Skip to main content
Log in

Mojo function

shuffle_xor

shuffle_xor[type: DType, simd_width: Int, //](val: SIMD[type, simd_width], offset: SIMD[uint32, 1]) -> SIMD[type, simd_width]

Exchanges values between threads in a warp using a butterfly pattern.

Performs a butterfly exchange pattern where each thread swaps values with another thread whose lane ID differs by a bitwise XOR with the given offset. This creates a butterfly communication pattern useful for parallel reductions and scans.

Parameters:

  • type (DType): The data type of the SIMD elements (e.g. float32, int32).
  • simd_width (Int): The number of elements in each SIMD vector.

Args:

  • val (SIMD[type, simd_width]): The SIMD value to be exchanged with another thread.
  • offset (SIMD[uint32, 1]): The lane offset to XOR with the current thread's lane ID to determine the exchange partner.
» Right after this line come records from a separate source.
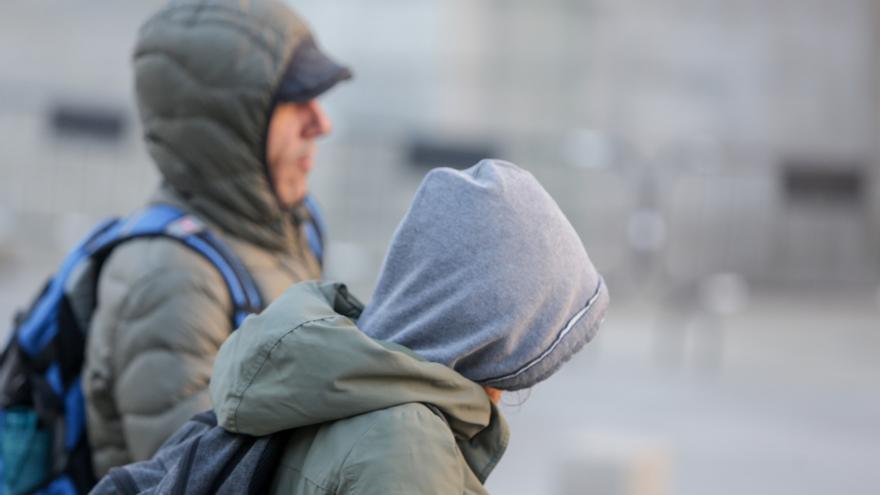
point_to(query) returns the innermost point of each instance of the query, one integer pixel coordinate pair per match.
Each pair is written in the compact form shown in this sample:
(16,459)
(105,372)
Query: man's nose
(318,122)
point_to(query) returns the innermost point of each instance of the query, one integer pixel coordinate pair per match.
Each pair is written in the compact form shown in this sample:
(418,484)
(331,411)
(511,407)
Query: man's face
(290,147)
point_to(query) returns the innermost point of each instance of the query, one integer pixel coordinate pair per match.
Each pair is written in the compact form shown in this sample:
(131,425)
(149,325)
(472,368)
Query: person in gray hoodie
(486,287)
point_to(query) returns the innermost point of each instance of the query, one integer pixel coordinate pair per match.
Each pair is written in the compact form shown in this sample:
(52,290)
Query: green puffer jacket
(370,417)
(205,76)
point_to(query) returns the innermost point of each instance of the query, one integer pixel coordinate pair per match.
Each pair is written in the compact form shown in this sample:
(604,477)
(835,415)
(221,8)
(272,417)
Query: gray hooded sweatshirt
(485,277)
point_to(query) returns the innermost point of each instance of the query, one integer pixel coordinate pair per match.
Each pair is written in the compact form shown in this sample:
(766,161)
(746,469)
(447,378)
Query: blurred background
(720,159)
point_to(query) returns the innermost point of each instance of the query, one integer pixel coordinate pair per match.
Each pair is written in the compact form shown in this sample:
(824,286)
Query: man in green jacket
(486,287)
(226,92)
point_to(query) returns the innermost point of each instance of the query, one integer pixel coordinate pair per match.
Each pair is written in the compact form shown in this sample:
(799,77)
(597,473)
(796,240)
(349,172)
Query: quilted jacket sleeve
(163,313)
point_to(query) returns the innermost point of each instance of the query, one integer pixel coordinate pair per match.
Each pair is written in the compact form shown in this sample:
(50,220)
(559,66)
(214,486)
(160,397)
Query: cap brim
(309,74)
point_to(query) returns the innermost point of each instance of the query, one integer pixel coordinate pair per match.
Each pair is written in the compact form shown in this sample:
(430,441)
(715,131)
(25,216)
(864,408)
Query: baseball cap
(309,73)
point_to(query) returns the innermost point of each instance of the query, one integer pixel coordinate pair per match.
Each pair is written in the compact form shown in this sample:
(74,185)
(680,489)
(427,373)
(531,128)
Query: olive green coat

Common values are powers of 2 for butterfly patterns.

Returns:

The SIMD value from the thread at lane (current_lane XOR offset).

shuffle_xor[type: DType, simd_width: Int, //](mask: UInt, val: SIMD[type, simd_width], offset: SIMD[uint32, 1]) -> SIMD[type, simd_width]

Exchanges values between threads in a warp using a butterfly pattern with masking.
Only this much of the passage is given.